Additionally, Visual Intelligence will let users interact with on-screen content privately, without sending screenshots or visual data to the cloud. That includes things that could be relevant for marketers, including the ability to copy text, shop, or create calendar events based on what’s visible on-screen.

AdAttributionKit updates

While I covered them in detail here, these are the big AAK privacy updates from WWDC:

• Overlapping re-engagement windows
• Configurable attribution windows
• Configurable attribution cooldown
• Country codes in postbacks
• Easier testing for AAK integrations

Overall, this makes AAK much better and easier to use, but … as I mentioned in my blog post, none of that matters if there’s no industry adoption of AAK.

Note: these are being released with iOS 26 but aren’t tied to a specific mobile operating system.

Declare age range API

Finally, something that Apple didn’t explicitly mention at WWDC 2025 but did share to the developer documentation repository for iOS 26 is Age Range API. 

This is probably in response to existing and pending legislation in Australia and US states like Utah, Texas, Louisiana, Nebraska, and New York that will require app stores to verify users’ ages and require parental consent for minors for certain kinds of content. There’s also the new federal App Store Accountability Act in the US. Reintroduced in Congress on May 1, 2025, this act would mandate that app stores verify age and get parental consent for minors. It has bipartisan support and is backed by many advocacy groups.

Here’s how the Age Range API in iOS 26 would work:

• Apps can request a parent-verified age range for a user (e.g. 13–15, 16–17, 18+)
• Parents must confirm the child’s age range via system-level controls
• Apps receive only the age range, not a birthdate or exact age, which complies with child protection laws and preserves privacy

If the device was set up in Family Sharing as a child’s device, the parent or guardian configures the child’s Apple ID and birthdate. Apple then knows the child’s true age and can automatically provide an age range (e.g. “12 or under”) to apps that request it via the API.

Note: parents can also choose whether to allow this age range to be shared with apps.

Of course, like all things technical, there’s a massive truck-sized loophole.

When anyone sets up their own device, they will be able to declare an age range in some way. They will not need to give a birthdate, only the range. But but but …  this is self-declared, so an adult pretending to be 13 would technically be possible unless platform-level enforcement is added. 

And, of course, a kid pretending to be an adult is just as possible.

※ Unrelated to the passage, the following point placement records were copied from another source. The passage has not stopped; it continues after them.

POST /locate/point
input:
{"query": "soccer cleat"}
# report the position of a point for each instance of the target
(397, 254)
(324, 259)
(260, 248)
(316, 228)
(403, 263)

For app marketers, expect to be required to support some technology around this in multiple jurisdictions around the world, especially if your app is in a sensitive category like dating, gambling, or adult content.

Summing it all up: privacy at WWDC 2025

As expected, there were a bunch of new privacy features at WWDC 2025, mostly for iOS 26. Some of them will likely require some extra work on your part, such as the Declare Age Range API, and possibly some of the fingerprinting and tracking protections.

Others, like AAK updates, will only matter if the wider ecosystem of ad networks decides they are important enough to support.